Natural England has commissioned APEM to help assess the sensitivity of marine birds, fish and mammals to a range of pressures commonly resulting from human activity in the marine environment.
These include habitat loss, introduction of non-native species, barrier effects, pollution and water quality changes, introduction of light and noise, fishing and hunting.
APEM will provide expert evaluations on 105 highly protected birds, marine mammals, fish and even a coastal crustacean species (the spiny lobster).
The work is providing insight and a common approach to the evaluation of the possible effects of marine activities, enabling Natural England to improve conservation advice on marine developments and marine protected areas by linking marine activities – and the pressures they cause – to feature-specific sensitivity assessments.
The project began in January and is progressing into the summer. Technical input is being provided by JNCC (the Joint Nature Conservation Committee).
To date, most previous pressure-sensitivity assessments and associated methodologies have focussed on habitat features.
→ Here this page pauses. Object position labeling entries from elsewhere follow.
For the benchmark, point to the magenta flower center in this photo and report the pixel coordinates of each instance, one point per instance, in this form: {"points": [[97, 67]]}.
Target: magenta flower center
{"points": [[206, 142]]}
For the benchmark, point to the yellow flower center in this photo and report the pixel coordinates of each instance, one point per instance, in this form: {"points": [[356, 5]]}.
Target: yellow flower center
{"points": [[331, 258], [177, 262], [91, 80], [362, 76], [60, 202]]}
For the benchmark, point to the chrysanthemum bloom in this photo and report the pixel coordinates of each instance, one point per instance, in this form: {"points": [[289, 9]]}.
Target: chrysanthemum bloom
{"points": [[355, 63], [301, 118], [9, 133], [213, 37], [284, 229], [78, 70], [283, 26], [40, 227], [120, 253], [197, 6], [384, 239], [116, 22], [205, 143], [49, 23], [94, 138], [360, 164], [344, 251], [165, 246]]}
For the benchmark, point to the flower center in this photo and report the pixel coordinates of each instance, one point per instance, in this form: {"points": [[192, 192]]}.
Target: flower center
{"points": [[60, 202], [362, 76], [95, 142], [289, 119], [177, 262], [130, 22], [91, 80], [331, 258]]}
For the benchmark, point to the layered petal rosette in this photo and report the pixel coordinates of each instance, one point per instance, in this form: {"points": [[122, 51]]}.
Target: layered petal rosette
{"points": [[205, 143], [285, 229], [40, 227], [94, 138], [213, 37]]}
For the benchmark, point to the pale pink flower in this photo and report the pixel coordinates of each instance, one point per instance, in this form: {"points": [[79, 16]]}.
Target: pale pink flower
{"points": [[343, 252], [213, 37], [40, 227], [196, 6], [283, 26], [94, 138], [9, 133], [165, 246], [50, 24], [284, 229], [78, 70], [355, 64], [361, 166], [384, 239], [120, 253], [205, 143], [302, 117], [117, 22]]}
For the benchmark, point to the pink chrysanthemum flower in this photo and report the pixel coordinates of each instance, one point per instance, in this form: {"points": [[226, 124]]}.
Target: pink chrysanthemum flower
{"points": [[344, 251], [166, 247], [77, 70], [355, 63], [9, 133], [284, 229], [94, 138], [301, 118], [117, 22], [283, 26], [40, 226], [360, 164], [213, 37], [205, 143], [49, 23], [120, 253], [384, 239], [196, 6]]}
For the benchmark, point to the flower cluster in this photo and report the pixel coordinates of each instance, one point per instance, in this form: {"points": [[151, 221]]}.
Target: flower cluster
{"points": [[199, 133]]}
This new project is designed to deliver a methodology for assessing highly mobile marine species to a pre-defined list of pressures and benchmark intensities.
APEM researchers have been working on the many challenges embedded in this major review with the aim of providing advice that is up-to-date, easily accessible and sufficiently robust to allow applicants and nature conservation bodies to assess and manage the impacts of marine developments and activities on iconic marine fauna.
Natural England and APEM aim to share the outputs of this work as widely as possible and a project report is expected to be available on the Natural England website by autumn 2014.